Before  the data bandits and peddlers got access to and made use of our  personal information, advertising companies would use a scatter gun  approach to find their target audiences. One of the few tools they had  at their disposal would be different TV time slots. Sweets and  chocolates were advertised around the time that kids got home from  school and would be watching cartoons. Then ads aimed at adults for  alcohol and the like were broadcast later in the evening. The ingenuity  and at times hilarity of TV ads would certainly get our attention.

But  now a more targeted form of advertising is the name of the game. There  is nothing fancy or interesting about it, just an in-your-face product  pops up on your screen. A shoe, a dress, a car, whatever….but eerily  they all have something in common in that you, the hapless browser of  the internet, do in fact somehow have a particular interest in these  items....

It is common knowledge that the likes of  Facebook are harvesting and selling your data. Users put it out there  and, since you accepted the "terms and conditions", Zuckerberg happily  sells what you have given to him on a plate. Other forms of data  harvesting by just your cellphone alone are currently being highlighted  on this blog. But there is something more sinister going on….

There  have been embarrassing data breaches at several online dating sites  over the years, such as Ashley Madison and AdultFriendFinder. However,  for one of these setups to actually go out and deliberately sell your  information to the highest bidder is beyond the pale. It seems that  Grindr is one such case. These guys cater to the LGBT community, a  section of our society which has the greatest need for its privacy to be  protected as the dangers of being outed in many countries around the  world can be extreme. On top of that, those who have a need to use  Grindr should, just like the rest of us, have a right to privacy and not  expect their information to be sold.

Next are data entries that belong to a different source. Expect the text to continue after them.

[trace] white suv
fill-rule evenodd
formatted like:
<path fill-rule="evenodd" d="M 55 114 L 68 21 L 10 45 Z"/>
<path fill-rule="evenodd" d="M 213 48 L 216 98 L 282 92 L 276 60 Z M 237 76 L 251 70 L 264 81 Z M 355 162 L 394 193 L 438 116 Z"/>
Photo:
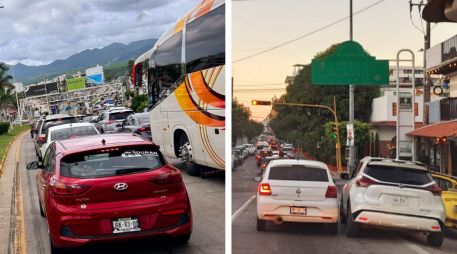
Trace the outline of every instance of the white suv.
<path fill-rule="evenodd" d="M 266 221 L 325 223 L 336 234 L 337 189 L 327 165 L 309 160 L 271 161 L 258 187 L 257 230 L 265 230 Z"/>
<path fill-rule="evenodd" d="M 340 201 L 347 235 L 360 227 L 385 227 L 426 232 L 427 242 L 443 243 L 444 205 L 441 189 L 419 162 L 365 157 L 349 176 Z"/>

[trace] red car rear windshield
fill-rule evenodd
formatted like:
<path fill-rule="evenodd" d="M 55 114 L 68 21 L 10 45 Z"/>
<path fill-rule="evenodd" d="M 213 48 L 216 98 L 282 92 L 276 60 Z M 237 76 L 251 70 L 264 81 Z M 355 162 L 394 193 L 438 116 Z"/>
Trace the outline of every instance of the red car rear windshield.
<path fill-rule="evenodd" d="M 60 175 L 99 178 L 155 170 L 164 165 L 155 146 L 117 147 L 65 156 L 60 162 Z"/>
<path fill-rule="evenodd" d="M 284 165 L 270 168 L 270 180 L 328 182 L 327 171 L 304 165 Z"/>

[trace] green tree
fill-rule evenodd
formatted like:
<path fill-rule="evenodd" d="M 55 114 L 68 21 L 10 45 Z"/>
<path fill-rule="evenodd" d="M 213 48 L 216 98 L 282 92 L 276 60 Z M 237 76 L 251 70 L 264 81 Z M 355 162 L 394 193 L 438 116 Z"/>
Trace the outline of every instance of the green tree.
<path fill-rule="evenodd" d="M 316 54 L 323 58 L 332 54 L 338 45 L 329 47 Z M 361 122 L 368 122 L 371 115 L 372 100 L 379 95 L 378 87 L 356 87 L 354 96 L 354 116 Z M 287 86 L 286 94 L 278 100 L 290 103 L 322 104 L 333 106 L 336 98 L 339 120 L 349 118 L 348 86 L 317 86 L 311 84 L 311 65 L 305 65 Z M 318 160 L 330 161 L 335 156 L 335 144 L 327 139 L 325 123 L 333 120 L 333 114 L 324 109 L 276 105 L 273 108 L 277 115 L 270 121 L 270 127 L 280 139 L 295 142 L 304 151 Z M 346 136 L 344 136 L 346 137 Z M 359 136 L 360 137 L 360 136 Z M 356 139 L 359 138 L 356 134 Z M 342 143 L 344 151 L 344 143 Z M 357 142 L 357 141 L 356 141 Z"/>

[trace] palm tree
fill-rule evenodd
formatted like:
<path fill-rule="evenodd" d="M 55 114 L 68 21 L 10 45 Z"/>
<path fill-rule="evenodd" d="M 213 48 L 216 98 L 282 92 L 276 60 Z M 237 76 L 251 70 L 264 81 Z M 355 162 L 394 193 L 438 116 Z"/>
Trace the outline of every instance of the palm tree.
<path fill-rule="evenodd" d="M 7 74 L 8 66 L 0 63 L 0 112 L 8 114 L 8 106 L 15 105 L 14 85 L 11 83 L 11 75 Z"/>

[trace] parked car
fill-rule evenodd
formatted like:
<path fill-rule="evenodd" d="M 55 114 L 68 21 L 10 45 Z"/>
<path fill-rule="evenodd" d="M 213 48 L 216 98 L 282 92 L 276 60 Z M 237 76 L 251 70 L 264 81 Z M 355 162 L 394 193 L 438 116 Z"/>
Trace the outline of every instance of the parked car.
<path fill-rule="evenodd" d="M 312 222 L 338 232 L 337 189 L 327 165 L 319 161 L 271 161 L 257 191 L 257 230 L 266 222 Z"/>
<path fill-rule="evenodd" d="M 40 154 L 45 154 L 49 145 L 57 140 L 100 134 L 91 123 L 69 123 L 52 126 L 46 133 L 45 142 L 41 145 Z"/>
<path fill-rule="evenodd" d="M 117 132 L 124 119 L 133 113 L 128 108 L 111 108 L 100 113 L 96 125 L 101 133 Z"/>
<path fill-rule="evenodd" d="M 457 229 L 457 178 L 435 172 L 432 177 L 441 188 L 441 199 L 446 210 L 444 226 Z"/>
<path fill-rule="evenodd" d="M 117 131 L 136 133 L 152 141 L 149 112 L 129 115 Z"/>
<path fill-rule="evenodd" d="M 37 134 L 34 139 L 35 153 L 38 156 L 38 160 L 43 158 L 43 155 L 41 154 L 41 145 L 46 141 L 46 132 L 51 126 L 77 122 L 78 119 L 76 119 L 76 117 L 68 114 L 55 114 L 44 117 L 43 121 L 40 121 L 40 125 L 37 128 Z"/>
<path fill-rule="evenodd" d="M 421 231 L 432 246 L 443 243 L 445 211 L 441 189 L 422 163 L 363 158 L 343 187 L 341 222 L 347 235 L 362 226 Z"/>
<path fill-rule="evenodd" d="M 181 173 L 141 137 L 117 133 L 53 142 L 43 164 L 27 165 L 37 168 L 52 253 L 121 239 L 190 238 L 192 212 Z"/>

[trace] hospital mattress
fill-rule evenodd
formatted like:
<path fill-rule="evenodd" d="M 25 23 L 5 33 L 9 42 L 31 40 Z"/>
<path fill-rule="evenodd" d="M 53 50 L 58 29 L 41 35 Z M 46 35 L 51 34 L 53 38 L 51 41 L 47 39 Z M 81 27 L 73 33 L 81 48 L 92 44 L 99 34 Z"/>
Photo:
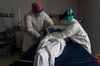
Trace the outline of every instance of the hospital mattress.
<path fill-rule="evenodd" d="M 33 66 L 37 44 L 9 66 Z M 63 53 L 55 59 L 55 66 L 100 66 L 81 45 L 67 42 Z"/>

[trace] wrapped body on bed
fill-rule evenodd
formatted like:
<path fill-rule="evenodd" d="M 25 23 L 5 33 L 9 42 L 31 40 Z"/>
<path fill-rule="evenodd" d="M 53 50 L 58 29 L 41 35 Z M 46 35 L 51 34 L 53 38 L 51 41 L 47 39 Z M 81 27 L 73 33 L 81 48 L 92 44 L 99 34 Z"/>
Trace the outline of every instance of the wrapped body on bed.
<path fill-rule="evenodd" d="M 68 23 L 64 31 L 46 35 L 39 45 L 32 46 L 20 58 L 31 60 L 31 63 L 18 60 L 11 66 L 100 66 L 91 55 L 90 40 L 85 30 L 73 16 L 65 18 L 65 22 L 66 19 Z M 70 40 L 65 42 L 66 38 Z"/>

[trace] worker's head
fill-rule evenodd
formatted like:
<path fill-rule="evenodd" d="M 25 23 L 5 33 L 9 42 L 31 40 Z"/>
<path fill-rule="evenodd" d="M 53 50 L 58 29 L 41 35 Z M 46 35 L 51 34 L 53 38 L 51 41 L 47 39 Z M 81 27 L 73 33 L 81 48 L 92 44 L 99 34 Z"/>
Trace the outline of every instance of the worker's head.
<path fill-rule="evenodd" d="M 34 2 L 32 4 L 32 11 L 36 16 L 39 16 L 40 12 L 43 11 L 42 4 L 39 2 Z"/>

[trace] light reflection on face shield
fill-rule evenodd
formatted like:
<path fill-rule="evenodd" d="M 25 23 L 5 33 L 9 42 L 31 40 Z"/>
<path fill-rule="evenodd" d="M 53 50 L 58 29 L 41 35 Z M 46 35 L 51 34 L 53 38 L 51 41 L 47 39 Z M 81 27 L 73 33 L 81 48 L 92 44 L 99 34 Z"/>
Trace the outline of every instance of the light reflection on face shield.
<path fill-rule="evenodd" d="M 65 24 L 65 25 L 69 24 L 66 19 L 61 20 L 61 23 Z"/>

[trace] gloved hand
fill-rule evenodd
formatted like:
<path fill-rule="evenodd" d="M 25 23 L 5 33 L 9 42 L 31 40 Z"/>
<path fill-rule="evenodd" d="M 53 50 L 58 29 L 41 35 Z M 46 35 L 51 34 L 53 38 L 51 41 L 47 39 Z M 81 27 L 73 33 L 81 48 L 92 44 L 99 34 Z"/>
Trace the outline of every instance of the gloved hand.
<path fill-rule="evenodd" d="M 55 29 L 54 28 L 48 28 L 48 31 L 49 31 L 49 33 L 53 33 L 53 32 L 55 32 Z"/>
<path fill-rule="evenodd" d="M 55 29 L 55 32 L 61 32 L 62 30 L 61 29 Z"/>

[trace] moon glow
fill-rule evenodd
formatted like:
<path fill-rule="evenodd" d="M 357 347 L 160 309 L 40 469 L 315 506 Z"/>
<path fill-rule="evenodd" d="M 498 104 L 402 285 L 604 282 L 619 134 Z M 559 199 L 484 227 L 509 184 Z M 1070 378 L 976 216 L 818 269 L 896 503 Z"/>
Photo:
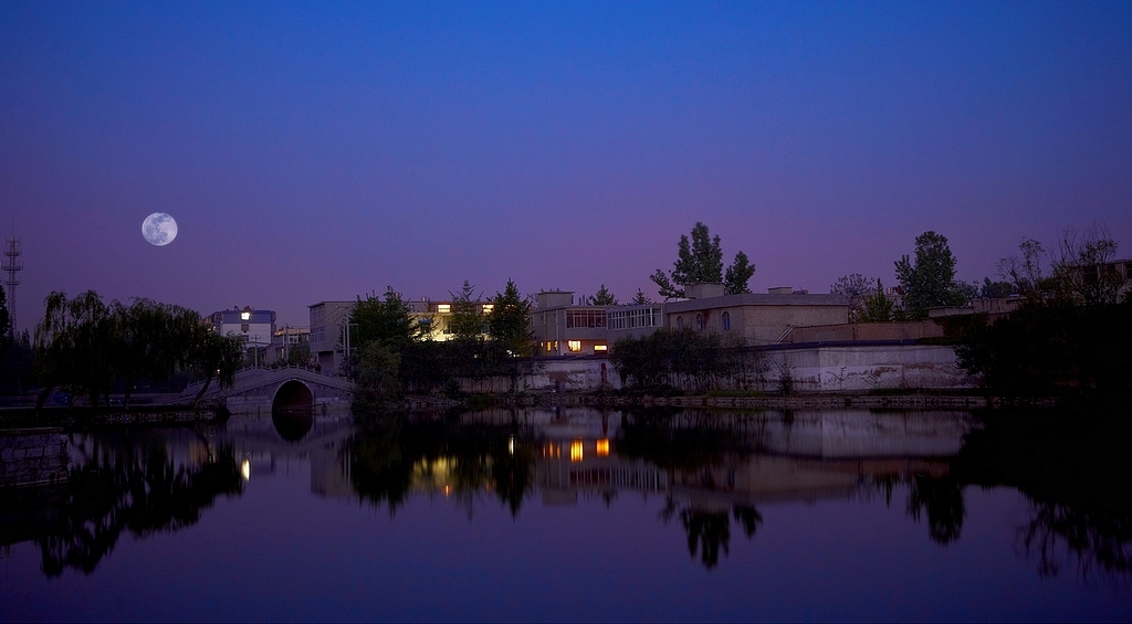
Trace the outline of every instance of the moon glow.
<path fill-rule="evenodd" d="M 177 222 L 165 213 L 154 213 L 142 223 L 142 235 L 151 245 L 168 245 L 177 237 Z"/>

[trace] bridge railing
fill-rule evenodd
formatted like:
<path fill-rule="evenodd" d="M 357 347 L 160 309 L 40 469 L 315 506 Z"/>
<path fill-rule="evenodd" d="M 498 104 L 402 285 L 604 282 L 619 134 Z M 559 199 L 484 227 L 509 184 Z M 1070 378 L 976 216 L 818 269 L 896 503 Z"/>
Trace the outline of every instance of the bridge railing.
<path fill-rule="evenodd" d="M 239 376 L 241 373 L 248 373 L 248 372 L 251 372 L 251 371 L 264 371 L 265 373 L 272 373 L 272 372 L 275 372 L 275 371 L 291 371 L 291 370 L 306 371 L 306 372 L 315 374 L 315 375 L 320 375 L 320 376 L 331 378 L 331 379 L 337 379 L 337 380 L 342 380 L 342 381 L 352 381 L 346 375 L 324 373 L 320 370 L 316 369 L 315 366 L 303 366 L 303 365 L 299 365 L 299 364 L 288 364 L 286 366 L 245 366 L 242 369 L 238 369 L 235 371 L 235 375 Z M 188 395 L 188 393 L 199 392 L 200 388 L 204 387 L 204 384 L 205 384 L 204 380 L 201 380 L 201 381 L 194 381 L 192 383 L 189 383 L 188 385 L 185 387 L 185 390 L 183 390 L 182 393 L 183 395 Z M 211 388 L 212 387 L 216 387 L 216 380 L 215 379 L 212 380 L 212 382 L 209 383 L 209 387 Z"/>

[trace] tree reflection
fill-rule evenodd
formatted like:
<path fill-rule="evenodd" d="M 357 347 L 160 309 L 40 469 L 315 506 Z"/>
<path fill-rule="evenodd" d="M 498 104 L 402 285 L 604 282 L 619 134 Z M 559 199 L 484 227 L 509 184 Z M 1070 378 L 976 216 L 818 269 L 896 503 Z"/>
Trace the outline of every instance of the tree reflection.
<path fill-rule="evenodd" d="M 1038 572 L 1054 577 L 1075 561 L 1090 580 L 1132 572 L 1132 515 L 1064 503 L 1034 502 L 1034 517 L 1019 529 L 1023 548 L 1038 557 Z"/>
<path fill-rule="evenodd" d="M 715 567 L 720 548 L 728 554 L 731 541 L 731 519 L 727 512 L 686 509 L 680 512 L 680 522 L 688 534 L 688 554 L 695 557 L 700 547 L 704 567 Z"/>
<path fill-rule="evenodd" d="M 936 544 L 951 544 L 959 539 L 967 508 L 963 491 L 953 478 L 932 478 L 916 475 L 908 494 L 908 514 L 919 522 L 927 512 L 928 536 Z"/>
<path fill-rule="evenodd" d="M 171 532 L 200 519 L 218 495 L 238 495 L 243 479 L 230 445 L 200 466 L 177 466 L 164 445 L 128 439 L 96 443 L 65 486 L 58 522 L 36 541 L 43 571 L 67 567 L 89 574 L 123 531 L 136 537 Z"/>
<path fill-rule="evenodd" d="M 1031 517 L 1019 552 L 1038 572 L 1075 566 L 1081 577 L 1132 575 L 1132 462 L 1126 402 L 1067 410 L 1003 411 L 972 432 L 953 462 L 966 483 L 1018 488 Z"/>
<path fill-rule="evenodd" d="M 533 488 L 533 444 L 505 427 L 458 417 L 383 415 L 362 424 L 351 443 L 350 477 L 358 495 L 393 514 L 414 489 L 441 491 L 466 503 L 491 492 L 518 514 Z"/>
<path fill-rule="evenodd" d="M 752 454 L 749 437 L 736 421 L 710 411 L 685 413 L 688 426 L 674 426 L 670 413 L 640 411 L 627 415 L 621 423 L 618 453 L 627 459 L 640 459 L 669 471 L 671 483 L 681 483 L 696 489 L 732 492 L 735 467 Z M 736 494 L 740 495 L 741 494 Z M 735 504 L 731 513 L 718 509 L 701 509 L 689 503 L 683 509 L 669 494 L 659 518 L 668 523 L 679 513 L 680 525 L 687 535 L 688 554 L 707 570 L 719 565 L 720 552 L 730 553 L 731 518 L 753 538 L 763 517 L 747 503 Z"/>

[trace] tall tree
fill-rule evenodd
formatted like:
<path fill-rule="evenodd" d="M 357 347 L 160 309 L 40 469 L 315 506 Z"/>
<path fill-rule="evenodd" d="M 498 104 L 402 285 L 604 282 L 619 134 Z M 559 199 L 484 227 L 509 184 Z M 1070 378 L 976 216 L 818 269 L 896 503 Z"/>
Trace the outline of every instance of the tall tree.
<path fill-rule="evenodd" d="M 593 305 L 617 305 L 617 297 L 615 297 L 614 294 L 606 288 L 604 284 L 602 284 L 601 288 L 598 288 L 598 292 L 593 295 L 593 300 L 590 303 Z"/>
<path fill-rule="evenodd" d="M 857 322 L 861 323 L 886 323 L 892 320 L 895 304 L 884 294 L 884 284 L 876 280 L 876 289 L 861 300 L 860 314 Z"/>
<path fill-rule="evenodd" d="M 420 336 L 420 323 L 413 321 L 412 310 L 393 287 L 385 291 L 381 298 L 367 295 L 358 297 L 350 311 L 350 341 L 361 348 L 367 343 L 377 341 L 394 352 L 402 352 Z"/>
<path fill-rule="evenodd" d="M 1057 296 L 1084 305 L 1107 305 L 1121 301 L 1127 278 L 1109 265 L 1118 243 L 1108 232 L 1094 225 L 1083 235 L 1074 229 L 1062 232 L 1054 260 Z"/>
<path fill-rule="evenodd" d="M 927 318 L 936 305 L 961 305 L 963 295 L 955 286 L 955 258 L 947 239 L 935 232 L 916 237 L 916 260 L 897 261 L 897 279 L 904 293 L 904 310 L 912 319 Z"/>
<path fill-rule="evenodd" d="M 503 293 L 496 293 L 491 300 L 491 312 L 487 320 L 491 339 L 513 355 L 531 355 L 534 350 L 531 304 L 520 295 L 518 286 L 513 279 L 508 279 Z"/>
<path fill-rule="evenodd" d="M 452 319 L 448 328 L 455 340 L 479 340 L 483 333 L 483 310 L 480 306 L 481 295 L 475 293 L 466 279 L 458 293 L 452 295 Z"/>
<path fill-rule="evenodd" d="M 856 323 L 865 311 L 865 297 L 875 289 L 876 280 L 860 274 L 843 275 L 830 286 L 830 293 L 849 300 L 849 322 Z"/>
<path fill-rule="evenodd" d="M 35 328 L 36 366 L 42 407 L 54 388 L 86 393 L 91 405 L 110 391 L 114 379 L 113 328 L 110 309 L 94 291 L 75 298 L 52 292 L 43 321 Z"/>
<path fill-rule="evenodd" d="M 723 275 L 723 292 L 729 295 L 749 293 L 747 281 L 755 275 L 755 266 L 747 259 L 747 254 L 741 251 L 735 254 L 735 261 L 727 268 Z"/>
<path fill-rule="evenodd" d="M 727 294 L 749 293 L 747 281 L 755 274 L 755 267 L 741 251 L 723 276 L 723 251 L 719 236 L 711 236 L 707 226 L 696 222 L 692 228 L 692 240 L 680 236 L 677 259 L 670 274 L 661 269 L 649 276 L 664 298 L 680 298 L 684 287 L 697 281 L 722 281 Z"/>

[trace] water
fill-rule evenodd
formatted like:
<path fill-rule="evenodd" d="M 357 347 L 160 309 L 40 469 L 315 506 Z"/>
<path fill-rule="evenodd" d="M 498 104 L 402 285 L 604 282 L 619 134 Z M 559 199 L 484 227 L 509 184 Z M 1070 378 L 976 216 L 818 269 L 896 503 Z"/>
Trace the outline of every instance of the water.
<path fill-rule="evenodd" d="M 0 495 L 0 619 L 1132 619 L 1127 460 L 1100 425 L 1036 426 L 543 409 L 71 434 L 69 485 Z"/>

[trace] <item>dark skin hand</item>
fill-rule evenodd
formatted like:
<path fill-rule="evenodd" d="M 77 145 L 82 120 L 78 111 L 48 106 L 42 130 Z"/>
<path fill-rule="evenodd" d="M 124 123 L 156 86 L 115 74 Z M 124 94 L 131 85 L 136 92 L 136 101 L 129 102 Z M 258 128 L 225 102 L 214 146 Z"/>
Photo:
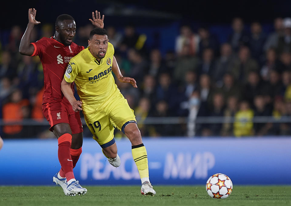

Users habits,  interests and behaviour are all being collected by Grindr. On top of that, when opening the app, advertisers will get your GPS location plus a notification that you are actually on Grindr. This information is then  combined with additional details retrieved from other social media  accounts, connected devices and browsing history. This is a gross  violation of privacy and represents commercial surveillance at its  worst. Whilst consumers will continue using these types of sites and  apps, there is not much they can do to shift the balance of power in  their favour.

Fortunately, in the EU at least, this  kind of corporate behaviour is very much against European data  protection laws. Action is currently being taken against Grindr and  several others who are engaged in these practices.

Profiling  individuals for advertising purposes based upon their inner desires and needs, be they LGBT or heterosexual, is not a path that we should be  going down.